Les livres, j’aime les dévorer depuis longtemps – aussi loin que je m’en souvienne d’ailleurs. J’ai gardé en mémoire bon nombre d’ouvrages cartonnés que j’empruntais à l’école maternelle. Je les collectionne religieusement dans une bibliothèque qui se remplit trop vite et ne pourra bientôt plus tous les contenir. Me séparer d’une partie d’entre eux? Plutôt vendre mon âme au diable. Les -rares- amis et connaissances à qui j’ai accordé le privilège de m’en emprunter vous le confirmeront : d’ordinaire agréable et joviale, me voilà capable de me transformer en ogresse prête à vous engloutir si vous ne lisez pas assez vite pour me restituer mon trésor dans les temps. Souvent, lorsque je suis arrivée à la fin d’un livre et que vient le moment de le ranger en compagnie de ses congénères, je me retrouve à demeurer de longues minutes debout, à les observer. Jusqu’à ce que je ne puisse plus m’en empêcher. Alors, ma main se lève sans que je lui ai commandé de le faire et s’empare de l’un d’entre eux. Je caresse sa tranche, admire sa couverture, feuillette quelques chapitres au hasard et plonge mon nez dans les pages parfois jaunies par les années.
Des étagères qui se retrouvent couvertes de livres, à ployer sous leur poids, c’est tellement joli, tellement poétique, tellement propice au voyage et à la rêverie. Un bouillon de culture à portée de main.
Grâce à ceux que je possède, j’ai traversé beaucoup d’émotions plus ou moins fortes ; certains ont éveillé en moi des rires et des larmes inattendus, d’autre m’ont conduite à me questionner sur ma personne, d’autres encore m’ont aidée sans le savoir à surmonter des périodes de la vie plus difficiles. Et il en est une grande partie qui m’a donné l’envie de coucher sur le papier, moi aussi, des créations de mon imagination couplées à du vécu. Attention, je m’apprête à vous confier un secret bien gardé, encore très peu dévoilé autour de moi. Il y a quelques mois, j’ai mis un point final à mon premier roman, un travail d’écriture et, en quelque sorte, d’introspection, que j’aurais mis un an et demi à peaufiner. A la fin du mois de mai dernier, j’ai fait imprimer et relier plusieurs exemplaires de ce que je considère -presque, n’exagérons rien!- comme mon troisième enfant. Je les ai enveloppés avec beaucoup de précaution et les ai laissés me quitter pour rejoindre les boîtes aux lettres de différentes maisons d’édition. Une autre partie s’est envolée grâce au miracle d’Internet vers les boîtes mail de comités de lecture ne désirant plus recevoir de manuscrits imprimés pour des raisons d’écologie -que j’apprécie.
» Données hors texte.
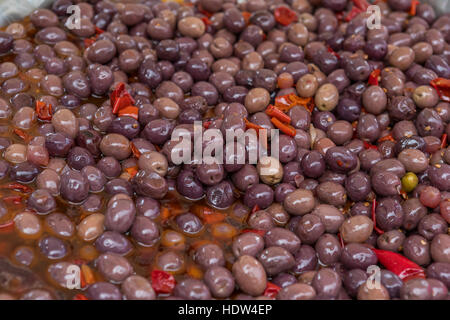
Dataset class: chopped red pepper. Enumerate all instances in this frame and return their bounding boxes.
[151,270,175,293]
[36,100,52,121]
[0,182,33,193]
[242,229,266,237]
[274,6,298,26]
[14,128,32,142]
[441,133,447,149]
[367,69,381,86]
[372,198,384,234]
[430,78,450,102]
[0,220,14,232]
[266,104,291,123]
[117,106,139,120]
[270,118,297,137]
[263,281,281,298]
[2,196,23,205]
[110,82,135,114]
[409,0,420,16]
[131,142,141,159]
[372,249,425,281]
[378,133,395,143]
[72,293,89,300]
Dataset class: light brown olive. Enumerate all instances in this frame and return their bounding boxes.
[296,73,319,98]
[339,215,373,243]
[245,88,270,113]
[77,213,105,241]
[314,83,339,111]
[256,156,283,185]
[138,151,168,177]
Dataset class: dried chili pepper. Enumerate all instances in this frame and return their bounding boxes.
[270,118,297,137]
[0,182,33,193]
[367,69,381,86]
[372,249,425,281]
[36,100,52,121]
[371,198,384,234]
[441,133,447,149]
[274,6,298,26]
[378,133,395,143]
[110,82,135,114]
[263,281,281,298]
[430,78,450,102]
[72,293,89,300]
[14,128,32,142]
[117,106,139,120]
[0,220,14,232]
[151,270,175,293]
[241,229,266,237]
[409,0,420,16]
[266,104,291,123]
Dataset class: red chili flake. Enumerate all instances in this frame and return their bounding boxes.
[409,0,420,16]
[0,220,14,232]
[151,270,176,293]
[36,101,52,121]
[327,46,341,59]
[441,133,447,149]
[117,106,139,120]
[263,281,281,298]
[367,69,381,86]
[2,196,23,205]
[110,82,135,114]
[72,293,89,300]
[274,6,298,26]
[131,142,141,159]
[14,128,32,142]
[242,229,266,237]
[270,118,297,137]
[266,104,291,123]
[430,78,450,102]
[0,182,33,193]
En tout, une bonne quinzaine de tentatives.
Bilan presque trois mois plus tard : un tiers de refus, mais je m’autorise encore à croire en ceux qui ne m’ont pas retourné de réponse pour le moment.

Ici, je voudrais partager cet accomplissement avec ceux qui voudront bien se laisser porter par lui. J’imagine le dévoiler petit à petit pour, peut-être, aiguiser l’attention et faire poindre l’impatience. Entre chaque passage, je tacherai de vous faire découvrir d’autres articles comme celui-ci, pourquoi pas à propos de mes lectures, mais aussi de mon quotidien.
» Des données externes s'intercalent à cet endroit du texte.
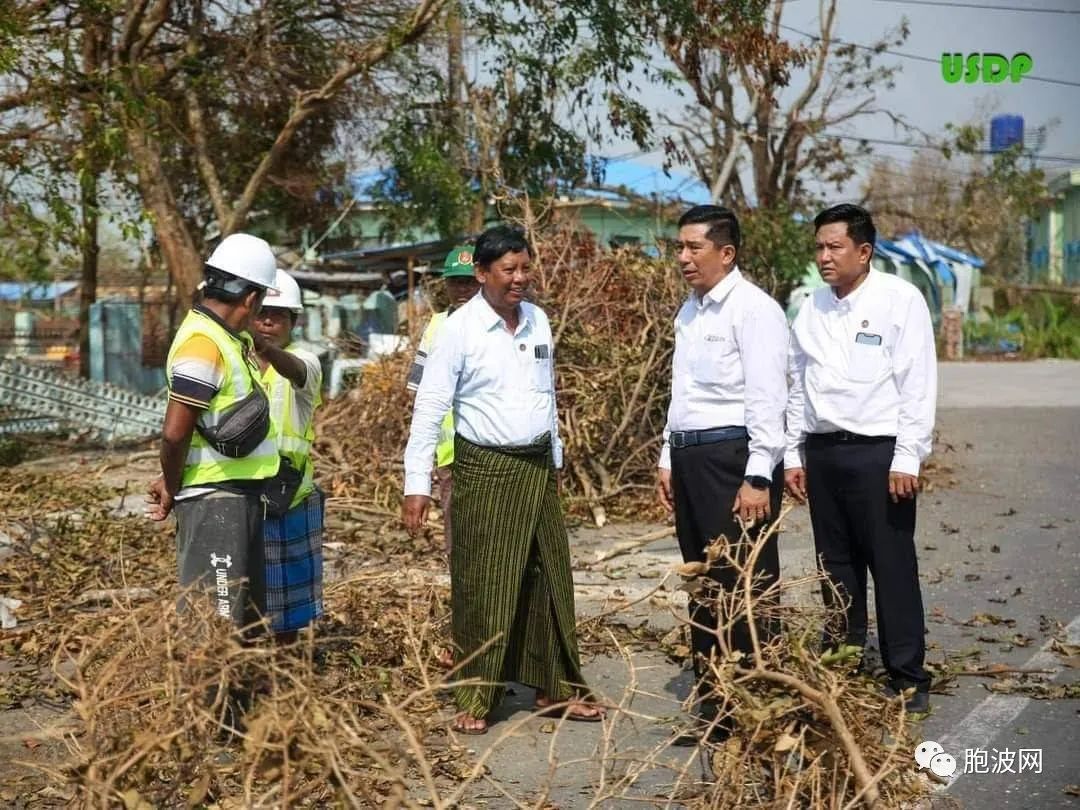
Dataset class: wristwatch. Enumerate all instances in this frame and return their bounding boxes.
[743,475,772,489]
Je me trouve parfois naïve et bourrée d’une innocence encore très enfantine, mais je souhaite continuer à penser qu’un jour, proche ou plus lointain, je caresserai fièrement la tranche de mon propre livre.
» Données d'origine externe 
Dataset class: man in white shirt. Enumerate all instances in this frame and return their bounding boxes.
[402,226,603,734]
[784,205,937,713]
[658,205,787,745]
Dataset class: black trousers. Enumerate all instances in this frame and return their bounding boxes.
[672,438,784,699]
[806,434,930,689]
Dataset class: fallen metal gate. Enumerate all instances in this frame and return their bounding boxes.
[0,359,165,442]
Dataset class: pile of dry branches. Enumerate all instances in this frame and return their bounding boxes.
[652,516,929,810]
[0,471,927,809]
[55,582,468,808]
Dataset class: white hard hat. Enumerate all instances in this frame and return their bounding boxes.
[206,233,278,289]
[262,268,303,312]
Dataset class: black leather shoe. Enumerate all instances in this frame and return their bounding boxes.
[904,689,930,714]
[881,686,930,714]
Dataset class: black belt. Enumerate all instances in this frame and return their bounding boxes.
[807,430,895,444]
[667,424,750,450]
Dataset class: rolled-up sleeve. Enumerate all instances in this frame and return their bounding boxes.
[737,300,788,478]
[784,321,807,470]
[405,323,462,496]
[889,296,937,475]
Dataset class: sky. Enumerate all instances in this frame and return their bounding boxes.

Ma vie n’en sera pas plus heureuse, car je dois vous avouer que je suis une chanceuse qui rencontre pas mal de bonheur sur son chemin. Mais je serai comblée d’une nouvelle joie : celle d’avoir pu partager des sentiments et, sans prétention, d’avoir éveiller en d’autres ce que j’ai moi-même ressenti grâce à de nombreux auteurs.

Tiphaine

PS : du coup, essayez de ne pas être trop sévères dans vos critiques. Vous risqueriez de briser mon rêve.

PS2 : blague à part, tous les avis sont les bienvenus.